Chi An grew up surrounded by the ideology of the Chinese Communist Party and in her youth worked for the CCP. Later in life, Chi An studied to become a nurse where she performed her first abortion at age 16, thus beginning her career as a nurse carrying out the One-child Policy through abortion, contraception, and sterilizations all in efforts to meet the birth quotas imposed by party officials. Chi An finds a suitor and they become married, after a fashion, and have a healthy baby boy as their first child. The couple became pregnant with a second child, but were forced to abort the baby as it was illegal.

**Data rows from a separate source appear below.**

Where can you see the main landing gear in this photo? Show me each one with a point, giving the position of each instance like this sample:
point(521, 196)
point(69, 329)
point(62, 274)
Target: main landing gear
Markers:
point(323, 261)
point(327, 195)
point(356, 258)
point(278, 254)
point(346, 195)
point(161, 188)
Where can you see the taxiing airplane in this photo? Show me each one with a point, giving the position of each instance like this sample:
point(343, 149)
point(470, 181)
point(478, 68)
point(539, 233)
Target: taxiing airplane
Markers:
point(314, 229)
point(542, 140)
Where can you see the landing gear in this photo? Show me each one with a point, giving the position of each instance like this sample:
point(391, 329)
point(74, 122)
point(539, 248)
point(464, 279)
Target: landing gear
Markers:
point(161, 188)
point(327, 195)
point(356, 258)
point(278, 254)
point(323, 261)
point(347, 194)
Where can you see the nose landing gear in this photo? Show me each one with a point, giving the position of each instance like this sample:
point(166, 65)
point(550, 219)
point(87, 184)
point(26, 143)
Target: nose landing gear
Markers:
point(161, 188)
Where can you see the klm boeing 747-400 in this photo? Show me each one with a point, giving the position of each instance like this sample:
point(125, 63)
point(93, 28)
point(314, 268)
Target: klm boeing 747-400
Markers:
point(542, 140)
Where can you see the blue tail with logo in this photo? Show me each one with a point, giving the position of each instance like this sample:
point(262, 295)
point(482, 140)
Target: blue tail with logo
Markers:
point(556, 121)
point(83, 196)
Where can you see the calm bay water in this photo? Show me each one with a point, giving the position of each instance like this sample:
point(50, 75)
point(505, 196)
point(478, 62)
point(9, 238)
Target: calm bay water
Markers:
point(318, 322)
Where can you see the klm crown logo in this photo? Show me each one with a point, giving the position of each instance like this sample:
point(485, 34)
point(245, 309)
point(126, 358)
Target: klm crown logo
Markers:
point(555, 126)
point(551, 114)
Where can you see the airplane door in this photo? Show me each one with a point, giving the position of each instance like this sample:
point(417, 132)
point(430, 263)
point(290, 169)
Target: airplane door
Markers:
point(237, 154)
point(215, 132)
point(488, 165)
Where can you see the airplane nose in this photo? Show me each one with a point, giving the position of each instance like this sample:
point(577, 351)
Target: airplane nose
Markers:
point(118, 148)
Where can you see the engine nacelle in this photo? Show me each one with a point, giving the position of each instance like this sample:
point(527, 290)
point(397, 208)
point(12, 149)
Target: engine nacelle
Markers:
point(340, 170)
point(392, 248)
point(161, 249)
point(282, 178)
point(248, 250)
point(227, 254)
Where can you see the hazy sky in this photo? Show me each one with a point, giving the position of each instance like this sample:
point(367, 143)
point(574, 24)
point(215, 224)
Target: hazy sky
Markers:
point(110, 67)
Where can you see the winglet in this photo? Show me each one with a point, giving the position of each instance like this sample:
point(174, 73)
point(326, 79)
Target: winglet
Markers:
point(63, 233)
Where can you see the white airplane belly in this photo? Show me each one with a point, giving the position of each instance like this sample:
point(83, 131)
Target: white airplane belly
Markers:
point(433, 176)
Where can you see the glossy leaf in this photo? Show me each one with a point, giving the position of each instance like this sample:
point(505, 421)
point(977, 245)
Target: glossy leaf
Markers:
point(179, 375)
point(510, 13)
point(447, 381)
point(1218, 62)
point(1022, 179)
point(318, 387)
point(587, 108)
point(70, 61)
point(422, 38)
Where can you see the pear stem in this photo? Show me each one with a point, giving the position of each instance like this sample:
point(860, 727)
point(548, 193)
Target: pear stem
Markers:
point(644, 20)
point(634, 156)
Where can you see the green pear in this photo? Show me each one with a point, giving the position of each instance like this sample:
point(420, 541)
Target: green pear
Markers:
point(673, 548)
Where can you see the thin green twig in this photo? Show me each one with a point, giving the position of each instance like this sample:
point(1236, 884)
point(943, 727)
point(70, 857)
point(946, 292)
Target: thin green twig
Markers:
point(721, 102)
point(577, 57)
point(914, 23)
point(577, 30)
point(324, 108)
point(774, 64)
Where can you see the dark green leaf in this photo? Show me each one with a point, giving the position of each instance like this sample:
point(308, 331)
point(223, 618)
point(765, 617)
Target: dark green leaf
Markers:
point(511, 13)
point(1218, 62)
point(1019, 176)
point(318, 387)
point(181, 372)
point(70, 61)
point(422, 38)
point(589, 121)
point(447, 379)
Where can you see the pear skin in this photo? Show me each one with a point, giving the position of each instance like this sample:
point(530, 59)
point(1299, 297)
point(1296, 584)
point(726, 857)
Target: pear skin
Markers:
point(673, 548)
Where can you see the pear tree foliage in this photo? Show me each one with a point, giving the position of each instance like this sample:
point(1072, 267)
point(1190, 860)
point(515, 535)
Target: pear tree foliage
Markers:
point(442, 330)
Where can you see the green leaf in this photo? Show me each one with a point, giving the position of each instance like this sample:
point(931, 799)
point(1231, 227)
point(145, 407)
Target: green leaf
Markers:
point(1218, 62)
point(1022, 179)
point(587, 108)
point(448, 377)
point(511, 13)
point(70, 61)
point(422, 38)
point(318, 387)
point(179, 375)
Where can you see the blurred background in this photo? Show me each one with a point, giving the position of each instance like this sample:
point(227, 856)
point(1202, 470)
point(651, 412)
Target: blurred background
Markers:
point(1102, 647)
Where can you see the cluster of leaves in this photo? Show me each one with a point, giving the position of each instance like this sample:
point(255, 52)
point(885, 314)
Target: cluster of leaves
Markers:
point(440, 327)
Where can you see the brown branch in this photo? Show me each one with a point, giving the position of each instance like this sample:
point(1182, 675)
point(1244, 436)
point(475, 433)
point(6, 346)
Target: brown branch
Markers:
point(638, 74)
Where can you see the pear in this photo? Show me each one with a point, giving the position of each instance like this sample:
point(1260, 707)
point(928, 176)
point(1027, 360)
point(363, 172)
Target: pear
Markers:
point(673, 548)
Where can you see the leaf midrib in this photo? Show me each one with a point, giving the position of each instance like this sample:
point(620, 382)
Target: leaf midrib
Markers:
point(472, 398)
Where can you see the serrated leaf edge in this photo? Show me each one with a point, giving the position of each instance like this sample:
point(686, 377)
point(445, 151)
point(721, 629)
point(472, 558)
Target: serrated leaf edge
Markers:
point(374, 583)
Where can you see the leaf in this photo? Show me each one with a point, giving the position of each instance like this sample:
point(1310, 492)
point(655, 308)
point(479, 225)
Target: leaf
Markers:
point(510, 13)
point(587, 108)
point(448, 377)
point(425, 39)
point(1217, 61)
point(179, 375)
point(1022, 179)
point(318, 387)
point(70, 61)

Chi An takes a job at the Liaoning Truck Factory as a company nurse, where all female employees are required once a month to write down on a public message board that they are obeying the CCP and its single-child directives by not becoming pregnant. Around this time, Chi An's husband is granted a student visa to study abroad in the United States. Chi An's husband invited her and their child to the United States to be with him after they had received temporary visas. During their time in the United States, Chi An becomes pregnant. Her superiors at the Liaoning Truck Factory and those involved in the enforcement of the One-child policy pressure Chi An to abort her child as it is a second child and thus illegal. In the story, Chi An reveals that CCP members visit her family and threaten them with punitive action unless "remedial measures" are taken, that is to say, an abortion on the second child. Chi An and her husband seek asylum in the United States in order to live there and have their second child far away from the reach of the CCP. With the help of Mosher, Chi An and family are granted asylum.